Le 18 octobre 1685, Louis XIV signe l'édit de Fontainebleau, qui annule l'édit de Nantes accordé par Henri IV en 1598. Les protestants français, appelés huguenots, perdent toute liberté de culte et tout droit à la différence religieuse.

La logique de l'unité religieuse

Louis XIV justifie cette décision par sa conception de l'unité du royaume : "un roi, une loi, une foi". Dans les années précédant la révocation, les pressions sur les protestants s'intensifient progressivement. Les temples sont détruits, certaines professions leur sont fermées, et des soldats sont cantonnés de force chez les familles protestantes pour les contraindre à se convertir. Ces violences sont connues sous le nom de dragonnades.

Le contenu de l'édit de Fontainebleau

L'édit interdit le culte protestant dans tout le royaume, ordonne l'exil des pasteurs sous quinze jours, impose le baptême catholique aux enfants et défend aux fidèles ordinaires de quitter la France sous peine de galères.

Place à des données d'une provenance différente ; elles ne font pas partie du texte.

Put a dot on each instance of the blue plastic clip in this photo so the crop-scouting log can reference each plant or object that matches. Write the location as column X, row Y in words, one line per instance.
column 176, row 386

Les conséquences économiques et démographiques

Malgré l'interdiction de partir, entre 200 000 et 300 000 protestants quittent le royaume pour l'Angleterre, les Provinces-Unies, la Prusse et la Suisse. Parmi eux se trouvent de nombreux artisans qualifiés, commerçants, médecins et officiers, dont le départ affaiblit durablement certains secteurs de l'économie française et enrichit les pays d'accueil.